Choose full lockdown where we are all in the same storm but different boats.
Choose semi lockdown where the storms are different, the boats are different but you get to envy some people gliding along a Venice canal while you are in a dingy on Lightwater Valley rapids.
Choose doing the dishwasher twice a day.
Choose meal planning, food shopping and making meals for 4 three times a day and wincing everytime they inevtiably complain about your unappreciated efforts.
Choose sacrificing your career aspirations and your business to homeschool unsuccessfully.
Choose working harder than you’ve worked in your life and no one giving a fuck and expecting more.
Choose answering 5 million questions a day.
Choose Zooms to pretend you aren’t sinking.
Choose a 30 minute daily home workout to trick your body into thinking it’s not just sat on the couch the next 16 hours of every day.
Choose starting the day feeling ok but only to be blindsided by an impromptu ill-thought out Alexander Boris de Pfeffel Johnson or Matt Spamcock announcement that blows your life to smithereens.
Choose muttering for fucks sake under your breath as you smile and say ‘yes dear’.
Choose an existence where your value to people lies only in what you can do for them, not for who you are.
Choose everywhere that you look in your house being a fucking state and having zero energy or inclination to fix it despite it remaining your responsibility.
Choose trying not to feel guilty about your kids getting 9 hours of screen time a day so you can do your shitty job badly.
Choose not being able to remember when you last felt like you were good at something.
Choose to bite down the inequality and trying not to choke on the resentment.
Choose hashtag triggered.
Choose trying to plan something to look forward to amongst the emptiness but then worrying it might risk killing you or someone else.
Choose no gigs, no live music, no festivals, no random nights out with mates.
Choose a trip to Aldi in a face mask as ‘fun’.
Choose trash TV as self care.
Choose being trapped by love.
Choose the average age of your inner circle being 6.
Choose to forget what it feels like to feel like yourself.
Choose feeling lost.
Choose crying on the kitchen floor as me time.
Choose pretending that a global pandemic isn’t affecting you, especially to yourself.
Choose putting your life on social media and therefore being fair game for people telling you that you are wrong everyday.
Choose the comments to this coming in and telling me I’ve no right to complain.
Choose being grateful for the quality family time. Theres so much of it after all.
Choose motherhood in lockdown – the relentless repetition of dull domesticity.
8 thoughts on “Choose motherhood in lockdown – the relentless repetition of dull domesticity”

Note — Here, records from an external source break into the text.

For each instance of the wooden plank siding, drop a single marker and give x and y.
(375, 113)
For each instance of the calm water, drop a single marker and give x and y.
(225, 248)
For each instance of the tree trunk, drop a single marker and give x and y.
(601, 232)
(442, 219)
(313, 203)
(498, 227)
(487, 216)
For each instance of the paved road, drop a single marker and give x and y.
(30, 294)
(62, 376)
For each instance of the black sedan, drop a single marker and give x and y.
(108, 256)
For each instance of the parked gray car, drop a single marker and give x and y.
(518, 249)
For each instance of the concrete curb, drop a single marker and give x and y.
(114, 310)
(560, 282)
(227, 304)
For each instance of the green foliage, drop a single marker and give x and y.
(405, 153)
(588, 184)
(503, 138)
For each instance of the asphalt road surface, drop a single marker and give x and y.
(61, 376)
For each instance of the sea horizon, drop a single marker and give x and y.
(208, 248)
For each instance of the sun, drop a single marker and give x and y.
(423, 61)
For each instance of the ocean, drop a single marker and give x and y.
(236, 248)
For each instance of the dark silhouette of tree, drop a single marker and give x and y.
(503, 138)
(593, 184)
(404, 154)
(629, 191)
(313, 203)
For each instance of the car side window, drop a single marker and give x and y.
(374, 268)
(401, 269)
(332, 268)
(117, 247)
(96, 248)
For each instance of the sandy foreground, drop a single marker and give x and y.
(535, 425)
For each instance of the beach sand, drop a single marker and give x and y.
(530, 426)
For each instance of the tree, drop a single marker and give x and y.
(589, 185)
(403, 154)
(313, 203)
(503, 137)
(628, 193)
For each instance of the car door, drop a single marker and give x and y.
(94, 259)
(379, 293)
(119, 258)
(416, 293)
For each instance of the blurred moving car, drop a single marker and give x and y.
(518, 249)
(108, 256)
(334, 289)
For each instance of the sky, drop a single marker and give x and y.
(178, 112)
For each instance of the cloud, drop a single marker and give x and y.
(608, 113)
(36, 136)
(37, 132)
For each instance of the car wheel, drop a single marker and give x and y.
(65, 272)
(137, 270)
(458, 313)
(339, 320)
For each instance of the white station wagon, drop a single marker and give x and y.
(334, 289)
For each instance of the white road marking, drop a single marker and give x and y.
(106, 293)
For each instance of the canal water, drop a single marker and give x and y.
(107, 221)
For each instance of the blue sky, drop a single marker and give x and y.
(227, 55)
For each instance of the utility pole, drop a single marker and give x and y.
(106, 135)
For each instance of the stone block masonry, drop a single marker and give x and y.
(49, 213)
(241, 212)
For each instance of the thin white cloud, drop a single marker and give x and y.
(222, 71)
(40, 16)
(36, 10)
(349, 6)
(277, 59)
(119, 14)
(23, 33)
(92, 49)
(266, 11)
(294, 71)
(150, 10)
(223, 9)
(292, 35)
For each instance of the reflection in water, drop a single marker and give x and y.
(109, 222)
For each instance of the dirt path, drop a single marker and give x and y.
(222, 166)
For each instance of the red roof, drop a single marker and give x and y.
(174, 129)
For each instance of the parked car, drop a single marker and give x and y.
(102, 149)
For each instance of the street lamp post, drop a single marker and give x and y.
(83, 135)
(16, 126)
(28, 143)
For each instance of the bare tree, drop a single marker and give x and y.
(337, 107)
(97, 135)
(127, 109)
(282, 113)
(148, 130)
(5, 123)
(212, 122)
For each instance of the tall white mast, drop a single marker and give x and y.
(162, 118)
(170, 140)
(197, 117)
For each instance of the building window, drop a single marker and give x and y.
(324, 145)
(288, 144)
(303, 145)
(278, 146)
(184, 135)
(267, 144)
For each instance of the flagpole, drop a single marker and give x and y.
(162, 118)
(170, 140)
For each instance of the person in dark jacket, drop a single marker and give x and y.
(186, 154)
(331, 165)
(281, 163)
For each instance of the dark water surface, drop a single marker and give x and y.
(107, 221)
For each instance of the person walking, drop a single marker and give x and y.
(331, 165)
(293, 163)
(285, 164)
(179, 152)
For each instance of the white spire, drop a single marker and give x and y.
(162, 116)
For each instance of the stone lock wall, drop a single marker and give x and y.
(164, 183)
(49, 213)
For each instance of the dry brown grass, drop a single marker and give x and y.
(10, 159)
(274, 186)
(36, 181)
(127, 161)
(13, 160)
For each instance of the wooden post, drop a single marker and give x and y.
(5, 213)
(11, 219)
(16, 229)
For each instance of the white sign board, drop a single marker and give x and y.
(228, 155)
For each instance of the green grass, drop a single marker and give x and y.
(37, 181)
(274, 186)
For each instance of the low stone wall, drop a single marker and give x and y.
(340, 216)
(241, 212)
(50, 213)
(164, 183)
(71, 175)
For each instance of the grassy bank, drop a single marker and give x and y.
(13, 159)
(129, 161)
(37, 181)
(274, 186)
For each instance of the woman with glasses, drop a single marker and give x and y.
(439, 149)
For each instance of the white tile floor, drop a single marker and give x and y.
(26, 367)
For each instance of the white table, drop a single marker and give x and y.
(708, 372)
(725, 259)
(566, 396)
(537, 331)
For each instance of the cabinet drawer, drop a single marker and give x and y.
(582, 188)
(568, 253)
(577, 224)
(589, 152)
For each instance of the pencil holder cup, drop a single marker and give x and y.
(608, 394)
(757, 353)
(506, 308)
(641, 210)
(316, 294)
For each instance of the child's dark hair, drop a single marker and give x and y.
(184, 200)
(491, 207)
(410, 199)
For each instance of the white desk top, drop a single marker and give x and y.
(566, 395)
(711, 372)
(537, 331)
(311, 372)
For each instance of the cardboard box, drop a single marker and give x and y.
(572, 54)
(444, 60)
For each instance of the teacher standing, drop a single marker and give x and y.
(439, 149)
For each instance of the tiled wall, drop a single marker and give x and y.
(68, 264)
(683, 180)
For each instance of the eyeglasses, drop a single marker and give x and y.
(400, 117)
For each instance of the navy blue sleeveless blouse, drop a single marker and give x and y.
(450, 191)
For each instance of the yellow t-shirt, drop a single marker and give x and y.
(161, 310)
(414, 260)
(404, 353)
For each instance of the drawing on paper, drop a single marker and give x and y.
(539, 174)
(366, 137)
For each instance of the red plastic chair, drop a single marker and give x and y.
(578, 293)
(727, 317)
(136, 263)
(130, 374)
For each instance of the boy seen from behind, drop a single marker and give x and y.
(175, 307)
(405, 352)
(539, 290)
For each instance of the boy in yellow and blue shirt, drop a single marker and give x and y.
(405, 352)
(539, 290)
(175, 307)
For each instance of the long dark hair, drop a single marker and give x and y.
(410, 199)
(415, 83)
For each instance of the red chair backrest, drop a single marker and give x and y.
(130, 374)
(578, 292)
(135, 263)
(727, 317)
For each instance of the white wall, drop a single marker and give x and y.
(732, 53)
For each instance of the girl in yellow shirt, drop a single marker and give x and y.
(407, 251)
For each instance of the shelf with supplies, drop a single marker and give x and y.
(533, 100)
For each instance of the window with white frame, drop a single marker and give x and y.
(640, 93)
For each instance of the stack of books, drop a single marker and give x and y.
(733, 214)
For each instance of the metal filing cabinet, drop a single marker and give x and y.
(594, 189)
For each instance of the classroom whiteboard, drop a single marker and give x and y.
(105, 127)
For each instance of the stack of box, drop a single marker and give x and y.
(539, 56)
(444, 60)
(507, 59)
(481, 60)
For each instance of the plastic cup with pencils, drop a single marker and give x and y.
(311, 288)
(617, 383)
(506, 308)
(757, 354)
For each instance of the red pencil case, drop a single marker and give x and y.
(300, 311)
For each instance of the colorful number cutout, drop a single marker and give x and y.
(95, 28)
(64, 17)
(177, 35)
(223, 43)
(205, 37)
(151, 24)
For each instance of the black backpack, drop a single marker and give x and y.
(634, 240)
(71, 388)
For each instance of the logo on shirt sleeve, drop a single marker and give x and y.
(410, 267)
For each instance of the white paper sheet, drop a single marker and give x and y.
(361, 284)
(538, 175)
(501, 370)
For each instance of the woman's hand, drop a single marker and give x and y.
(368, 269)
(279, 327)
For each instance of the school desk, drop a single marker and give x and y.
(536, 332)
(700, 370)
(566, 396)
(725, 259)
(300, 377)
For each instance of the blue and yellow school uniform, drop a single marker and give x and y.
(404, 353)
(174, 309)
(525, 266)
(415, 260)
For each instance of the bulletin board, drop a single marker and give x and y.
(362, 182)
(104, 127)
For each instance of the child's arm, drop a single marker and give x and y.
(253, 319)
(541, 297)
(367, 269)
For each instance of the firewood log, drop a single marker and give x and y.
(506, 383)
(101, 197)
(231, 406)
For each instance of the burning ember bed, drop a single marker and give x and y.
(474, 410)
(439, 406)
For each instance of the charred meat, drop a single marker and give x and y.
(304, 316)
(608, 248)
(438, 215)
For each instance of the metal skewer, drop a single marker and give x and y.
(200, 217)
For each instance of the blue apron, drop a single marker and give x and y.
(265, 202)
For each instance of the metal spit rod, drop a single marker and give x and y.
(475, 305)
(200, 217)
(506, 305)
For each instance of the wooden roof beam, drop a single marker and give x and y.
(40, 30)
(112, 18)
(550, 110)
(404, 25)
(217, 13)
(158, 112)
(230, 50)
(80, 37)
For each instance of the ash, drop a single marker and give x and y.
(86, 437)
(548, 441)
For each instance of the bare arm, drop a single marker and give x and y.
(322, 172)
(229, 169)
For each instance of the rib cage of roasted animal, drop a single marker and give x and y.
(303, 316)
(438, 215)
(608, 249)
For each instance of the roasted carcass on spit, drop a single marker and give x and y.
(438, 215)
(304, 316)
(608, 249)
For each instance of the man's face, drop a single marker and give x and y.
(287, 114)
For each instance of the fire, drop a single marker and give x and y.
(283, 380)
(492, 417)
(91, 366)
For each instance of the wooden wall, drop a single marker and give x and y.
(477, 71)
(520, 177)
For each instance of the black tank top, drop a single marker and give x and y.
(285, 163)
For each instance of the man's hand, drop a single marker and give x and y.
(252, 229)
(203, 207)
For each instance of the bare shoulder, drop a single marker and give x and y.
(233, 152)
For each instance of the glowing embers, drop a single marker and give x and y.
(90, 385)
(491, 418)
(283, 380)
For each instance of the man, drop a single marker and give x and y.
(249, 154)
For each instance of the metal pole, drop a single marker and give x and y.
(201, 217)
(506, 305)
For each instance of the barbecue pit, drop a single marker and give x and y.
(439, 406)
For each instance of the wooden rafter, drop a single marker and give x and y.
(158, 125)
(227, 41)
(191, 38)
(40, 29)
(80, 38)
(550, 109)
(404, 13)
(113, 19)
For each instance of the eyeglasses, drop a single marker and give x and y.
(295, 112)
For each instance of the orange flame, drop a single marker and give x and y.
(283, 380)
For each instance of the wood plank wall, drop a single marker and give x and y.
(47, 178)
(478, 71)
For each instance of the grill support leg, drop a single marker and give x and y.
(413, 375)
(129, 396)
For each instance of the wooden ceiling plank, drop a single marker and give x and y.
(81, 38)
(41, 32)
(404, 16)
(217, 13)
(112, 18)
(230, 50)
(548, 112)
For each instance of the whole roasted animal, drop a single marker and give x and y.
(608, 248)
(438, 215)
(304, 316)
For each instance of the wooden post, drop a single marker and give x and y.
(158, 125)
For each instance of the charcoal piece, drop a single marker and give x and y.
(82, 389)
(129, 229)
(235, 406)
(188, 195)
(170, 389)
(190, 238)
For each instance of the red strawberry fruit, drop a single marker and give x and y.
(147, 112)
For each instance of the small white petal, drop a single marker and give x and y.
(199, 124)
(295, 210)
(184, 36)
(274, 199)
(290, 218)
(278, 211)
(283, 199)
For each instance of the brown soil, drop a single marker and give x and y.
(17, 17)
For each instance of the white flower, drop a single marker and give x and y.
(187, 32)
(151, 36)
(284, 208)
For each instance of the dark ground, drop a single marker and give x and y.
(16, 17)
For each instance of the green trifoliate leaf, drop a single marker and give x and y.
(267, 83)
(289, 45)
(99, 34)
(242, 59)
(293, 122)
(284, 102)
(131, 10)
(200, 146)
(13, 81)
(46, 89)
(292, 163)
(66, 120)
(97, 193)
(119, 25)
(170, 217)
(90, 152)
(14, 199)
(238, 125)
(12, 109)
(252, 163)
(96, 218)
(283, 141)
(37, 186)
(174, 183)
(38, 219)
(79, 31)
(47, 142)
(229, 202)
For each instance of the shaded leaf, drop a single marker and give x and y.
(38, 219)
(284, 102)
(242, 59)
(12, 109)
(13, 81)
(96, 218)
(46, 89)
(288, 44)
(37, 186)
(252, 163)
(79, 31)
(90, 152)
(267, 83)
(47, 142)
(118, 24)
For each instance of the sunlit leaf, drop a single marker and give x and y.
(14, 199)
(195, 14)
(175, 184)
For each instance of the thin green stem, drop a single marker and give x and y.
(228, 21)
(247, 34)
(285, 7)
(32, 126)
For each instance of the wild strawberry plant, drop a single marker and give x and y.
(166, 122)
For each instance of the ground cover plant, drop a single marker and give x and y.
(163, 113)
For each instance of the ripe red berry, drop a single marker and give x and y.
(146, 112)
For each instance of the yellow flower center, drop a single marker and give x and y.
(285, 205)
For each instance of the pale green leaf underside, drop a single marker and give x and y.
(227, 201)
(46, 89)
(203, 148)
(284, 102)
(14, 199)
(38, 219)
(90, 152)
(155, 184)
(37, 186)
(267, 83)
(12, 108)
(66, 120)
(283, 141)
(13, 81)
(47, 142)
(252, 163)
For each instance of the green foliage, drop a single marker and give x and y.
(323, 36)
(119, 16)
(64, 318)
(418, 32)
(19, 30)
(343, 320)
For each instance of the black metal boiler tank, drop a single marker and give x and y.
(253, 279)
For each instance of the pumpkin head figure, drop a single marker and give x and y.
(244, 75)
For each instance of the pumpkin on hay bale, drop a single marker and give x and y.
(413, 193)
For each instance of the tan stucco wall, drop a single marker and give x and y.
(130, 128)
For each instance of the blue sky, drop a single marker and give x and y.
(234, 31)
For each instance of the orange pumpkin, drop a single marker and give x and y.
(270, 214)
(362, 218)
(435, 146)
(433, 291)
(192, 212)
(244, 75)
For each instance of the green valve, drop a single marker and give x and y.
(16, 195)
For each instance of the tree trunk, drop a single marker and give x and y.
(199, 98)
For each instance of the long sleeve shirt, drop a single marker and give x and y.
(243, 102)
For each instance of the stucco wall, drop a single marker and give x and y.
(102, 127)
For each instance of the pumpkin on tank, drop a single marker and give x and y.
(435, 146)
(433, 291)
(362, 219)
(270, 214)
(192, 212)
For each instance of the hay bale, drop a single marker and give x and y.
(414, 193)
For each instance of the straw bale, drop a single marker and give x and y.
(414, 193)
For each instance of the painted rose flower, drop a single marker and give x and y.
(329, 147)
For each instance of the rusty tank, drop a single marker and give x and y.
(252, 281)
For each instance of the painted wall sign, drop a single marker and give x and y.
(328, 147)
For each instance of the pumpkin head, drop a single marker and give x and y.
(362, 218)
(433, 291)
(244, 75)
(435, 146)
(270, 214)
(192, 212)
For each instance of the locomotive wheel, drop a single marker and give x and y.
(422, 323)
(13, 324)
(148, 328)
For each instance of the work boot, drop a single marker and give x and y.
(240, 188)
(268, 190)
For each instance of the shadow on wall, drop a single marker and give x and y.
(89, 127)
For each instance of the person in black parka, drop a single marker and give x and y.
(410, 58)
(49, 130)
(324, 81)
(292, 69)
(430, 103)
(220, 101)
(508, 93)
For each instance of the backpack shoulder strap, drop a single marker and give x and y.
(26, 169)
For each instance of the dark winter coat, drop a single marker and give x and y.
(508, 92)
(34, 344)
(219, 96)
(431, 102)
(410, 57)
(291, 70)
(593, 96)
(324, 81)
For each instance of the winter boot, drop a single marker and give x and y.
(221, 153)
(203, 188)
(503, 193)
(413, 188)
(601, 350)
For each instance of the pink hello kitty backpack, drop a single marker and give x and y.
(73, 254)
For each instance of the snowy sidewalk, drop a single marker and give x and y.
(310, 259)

The burden is so heavy and it’s unrelenting. I didn’t even realise it was the weekend until my colleague asked me in a teams message what my plans were. Every day is the same. Early to rise late to bed. On the weekend I’m not sat at my kitchen table working and I get some time with my daughter but I have to cram in all the housework and chores into those two days “off”. Time off – pffft. Like you I’m a “key worker”. I’ve never worked such long and hard hours and we don’t even get a thank you. The mental toll will be very long lasting even when covid eventually effs off. You are doing amazing just remember that. This will not be forever x
Thanks Rachael! Same to you hun
Sending love to you. Wish I could give you a big squeeze through the screen. Love you x
Right back at ya babe
So much of this resonates. Know you’re not alone
Thanks Emma xx
“Choose being trapped by love” is everything! Thankyou for writing this and sharing.